Asimismo, me pregunto ¿qué sería del primero sin el último? o ¿qué sería del primero sin el resto? Es que en nuestra sociedad terrenal las aguas casi siempre están divididas en dos: los que ganan y los que pierden, los individuos exitosos y los que no lo son, los jefes y los empleados, etcétera. Sin embargo, cuando a los emprendimientos, que en general son colectivos, se los entiende como lo que realmente son, la colaboración entre individuos distintos cuyos aportes son únicos y se suman, el culto al individualismo se desvanece tras la grandeza de lo que puede ser la colaboración humana.

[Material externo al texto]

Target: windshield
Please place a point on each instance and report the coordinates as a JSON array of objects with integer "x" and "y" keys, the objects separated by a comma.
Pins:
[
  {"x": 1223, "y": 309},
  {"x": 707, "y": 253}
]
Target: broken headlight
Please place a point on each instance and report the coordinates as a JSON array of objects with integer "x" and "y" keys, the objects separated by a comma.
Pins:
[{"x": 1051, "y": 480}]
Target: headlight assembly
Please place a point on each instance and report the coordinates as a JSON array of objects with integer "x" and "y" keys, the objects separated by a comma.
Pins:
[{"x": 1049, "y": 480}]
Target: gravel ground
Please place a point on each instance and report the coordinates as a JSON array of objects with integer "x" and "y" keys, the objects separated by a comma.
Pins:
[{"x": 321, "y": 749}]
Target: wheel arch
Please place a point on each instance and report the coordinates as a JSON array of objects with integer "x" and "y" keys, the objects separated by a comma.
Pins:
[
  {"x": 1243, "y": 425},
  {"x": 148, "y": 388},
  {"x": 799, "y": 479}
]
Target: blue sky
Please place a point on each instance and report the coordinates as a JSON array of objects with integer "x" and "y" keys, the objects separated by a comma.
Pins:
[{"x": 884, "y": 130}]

El egoísmo, ese comportamiento humano cavernario que busca la autopreservación, pero tan presente en la contemporaneidad, es una respuesta del individuo sumergido en una sociedad ambiciosa, que pelea a través de cualquier medio para imponerse frente al semejante. Importan las fotos, las luces y los premios o, dicho de otra manera, el reconocimiento de la individualidad, más allá de lo que se haya logrado (si es que algo se logró verdaderamente). Importa más lo que parece que lo que es. Y en esa misma línea, mucho menos importante es lo que quedará para otros a futuro. Una visión cortoplacista, egosintótica con la fantasía individual y por cierto muy alejada del bien colectivo.
La vida es una carrera llena de obstáculos. Y a todos nos tocará estar en distintas posiciones, en destinos momentos de la vida. Es bueno recordar que, en general, poco se logra solo por el esfuerzo individual. Es poco visible pero habitual que a través de la suma de las distintas acciones y sus protagonistas es como se logra trascender las metas y el tiempo.

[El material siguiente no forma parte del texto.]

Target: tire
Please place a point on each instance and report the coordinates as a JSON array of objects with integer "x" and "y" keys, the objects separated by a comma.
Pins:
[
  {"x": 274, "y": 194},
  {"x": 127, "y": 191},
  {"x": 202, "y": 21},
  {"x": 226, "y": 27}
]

Por eso, es conveniente que a quienes les toca ser punteros (ya sea por su talento, sus apellidos, las circunstancias o tal vez por nada de eso) no olviden al pelotón ni a los rezagados. Ellos son parte del triunfo. Y que más temprano que tarde podrían volver al pelotón o hasta transformarse en el último de los rezagados. No por ineptitud ni la mala suerte. Simplemente porque las circunstancias cambian, y estas suelen hacerlo más rápidamente que los hombres. Los rezagados son simplemente punteros esperando su momento. Si lo entienden, ellos aprenderán a ser persistentes, más sencillos y felices. Porque en ese último y rezagado clan se instruye el arte de bajar las expectativas y de trabajar con discreción por lo que se quiere. No por ser condescendientes consigo mismos. Sino porque a través del vacío tal vez tengan la oportunidad de conocerse más que otros y consecuentemente pueden estar más seguros de lo que llevan dentro para finalmente hacerse de la victoria.